Now the critical values of a function f(x) are points where f'(x) = 0
Here f(x) = -3x^2 + 6x
f'(x) = -3*2*x + 6 = -6x + 6
Equating this to zero
=> -6x + 6 = 0
=> -6x = -6
=> x = -6 / -6
=> x = 1
Therefore the critical value of -3x^2 + 6x is at x = 1.
Let the function f(x) = -3x^2 + 6x.
We need to determine the critical values of the function y.
First, we need to determine the first derivative of the function y.
==> y = -3x^2 + 6x
==> y' = -6x + 6.
Now we know that the critical values are the derivative zeros.
==> -6x + 6 = 0
We will subtract 6 from both sides.
==> -6x = -6
==> Now we will divide by -6.
==> x = -6/-6
==> x = 1
==> Then the crtitical values of y is x = 1.

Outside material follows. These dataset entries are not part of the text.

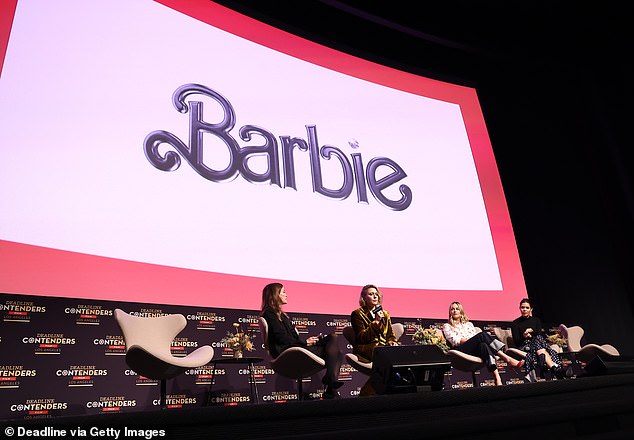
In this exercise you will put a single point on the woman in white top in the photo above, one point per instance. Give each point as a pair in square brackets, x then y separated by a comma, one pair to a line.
[462, 335]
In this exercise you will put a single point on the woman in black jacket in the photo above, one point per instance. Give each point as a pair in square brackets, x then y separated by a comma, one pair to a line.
[528, 336]
[283, 335]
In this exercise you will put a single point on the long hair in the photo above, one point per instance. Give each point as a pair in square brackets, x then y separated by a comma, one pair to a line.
[364, 289]
[463, 316]
[271, 298]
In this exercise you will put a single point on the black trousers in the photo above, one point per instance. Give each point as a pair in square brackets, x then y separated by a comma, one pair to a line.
[328, 349]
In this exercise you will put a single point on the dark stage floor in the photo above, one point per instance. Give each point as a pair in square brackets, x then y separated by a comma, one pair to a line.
[600, 407]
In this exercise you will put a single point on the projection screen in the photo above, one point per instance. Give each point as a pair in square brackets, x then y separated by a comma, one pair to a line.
[177, 152]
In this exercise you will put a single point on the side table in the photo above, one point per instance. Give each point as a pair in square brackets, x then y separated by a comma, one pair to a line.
[250, 361]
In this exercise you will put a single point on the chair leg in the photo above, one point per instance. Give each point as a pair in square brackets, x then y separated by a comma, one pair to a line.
[163, 394]
[300, 394]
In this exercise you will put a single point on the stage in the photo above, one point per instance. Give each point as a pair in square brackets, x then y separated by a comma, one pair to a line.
[599, 407]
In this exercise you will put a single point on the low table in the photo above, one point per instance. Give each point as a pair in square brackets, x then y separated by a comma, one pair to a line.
[250, 361]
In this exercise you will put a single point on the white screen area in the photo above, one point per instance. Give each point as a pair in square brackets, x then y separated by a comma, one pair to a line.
[85, 83]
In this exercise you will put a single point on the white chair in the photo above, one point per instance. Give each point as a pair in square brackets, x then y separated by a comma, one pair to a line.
[366, 367]
[148, 342]
[294, 362]
[589, 351]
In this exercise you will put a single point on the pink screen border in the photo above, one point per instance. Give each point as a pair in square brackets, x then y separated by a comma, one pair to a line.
[34, 270]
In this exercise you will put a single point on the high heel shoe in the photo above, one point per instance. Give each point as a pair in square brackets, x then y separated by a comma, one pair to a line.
[558, 371]
[518, 366]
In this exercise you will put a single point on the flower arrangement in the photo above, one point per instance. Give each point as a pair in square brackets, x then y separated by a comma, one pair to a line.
[430, 336]
[239, 341]
[557, 338]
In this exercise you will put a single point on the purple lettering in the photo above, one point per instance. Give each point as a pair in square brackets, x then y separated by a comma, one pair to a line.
[352, 174]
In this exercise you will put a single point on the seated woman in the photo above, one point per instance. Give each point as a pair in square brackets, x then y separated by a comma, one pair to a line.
[527, 335]
[371, 324]
[372, 327]
[462, 335]
[283, 335]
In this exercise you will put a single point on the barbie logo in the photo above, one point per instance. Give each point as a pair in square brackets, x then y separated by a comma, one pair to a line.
[355, 174]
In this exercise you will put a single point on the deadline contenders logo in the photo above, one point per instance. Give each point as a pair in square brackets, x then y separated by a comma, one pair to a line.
[88, 314]
[12, 375]
[206, 320]
[81, 375]
[48, 343]
[353, 173]
[19, 311]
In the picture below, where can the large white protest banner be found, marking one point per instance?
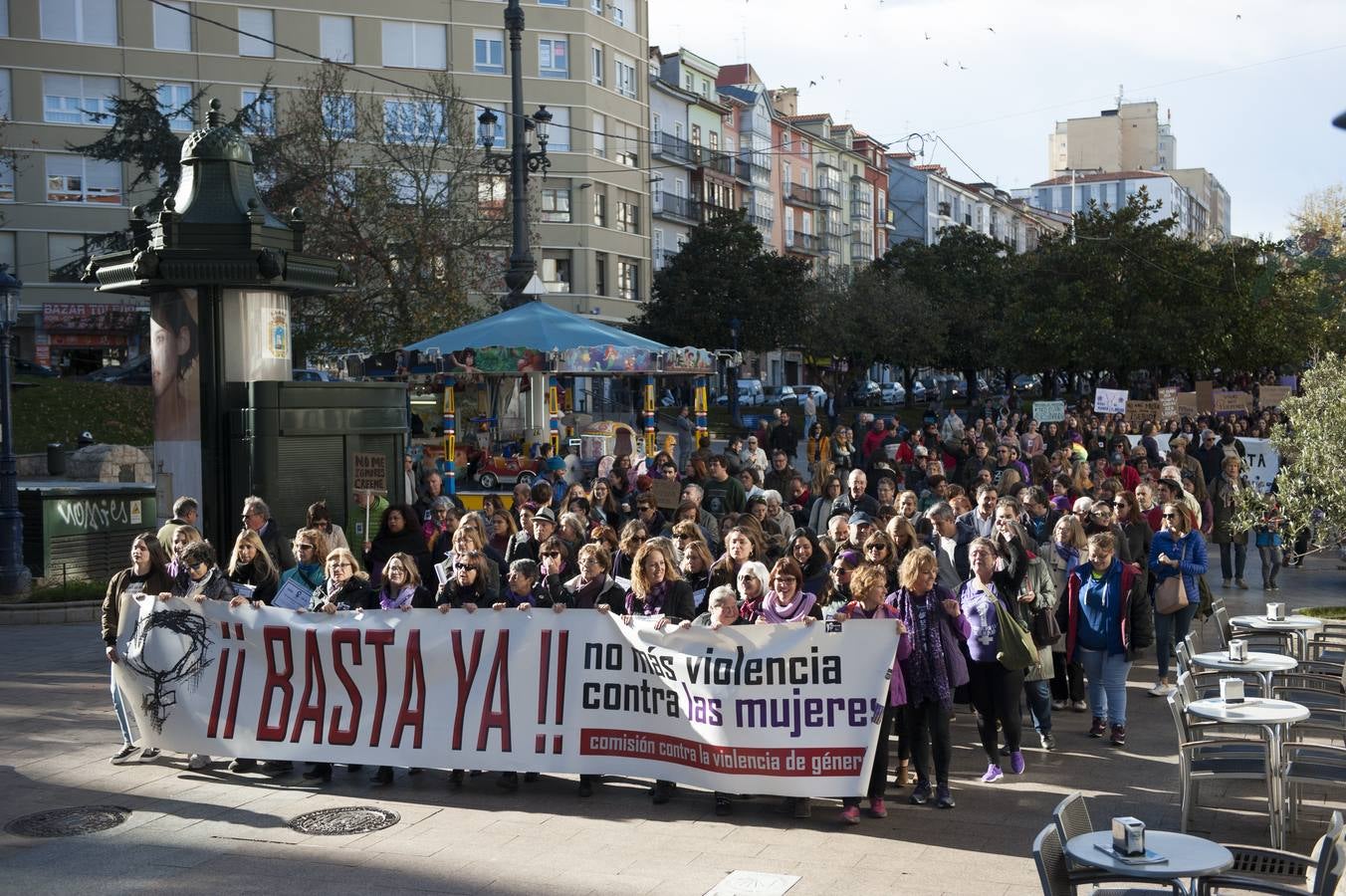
(786, 709)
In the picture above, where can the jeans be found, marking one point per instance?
(1039, 704)
(997, 694)
(1067, 680)
(122, 719)
(1107, 684)
(1239, 560)
(1270, 558)
(928, 726)
(1170, 628)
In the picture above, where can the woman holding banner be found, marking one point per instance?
(930, 673)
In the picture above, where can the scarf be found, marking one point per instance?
(652, 604)
(925, 672)
(797, 608)
(402, 599)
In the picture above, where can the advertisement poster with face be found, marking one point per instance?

The critical value of the function is the value of x that cancels the first derivative of the function.
f'(x) = (-3x^2 + 6x)'
f'(x) = -3*2x^1 + 6
f'(x) = -6x + 6
Now, we'll determine the roots of the equation f'(x) = 0.
-6x + 6 = 0
We'll subtract 6 both sides:
-6x = -6
We'll divide by -6:
x = 1
The critical value for f(x) is x = 1.
Now, we'll determine the local extreme of the given function, substituting x by the critical value.
f(1) = -3*1^2 + 6*1
f(1) = -3 + 6
f(1) = 3
The maximum point of the function is the vertex of the parabola and it has the coordinates: (1 ; 3).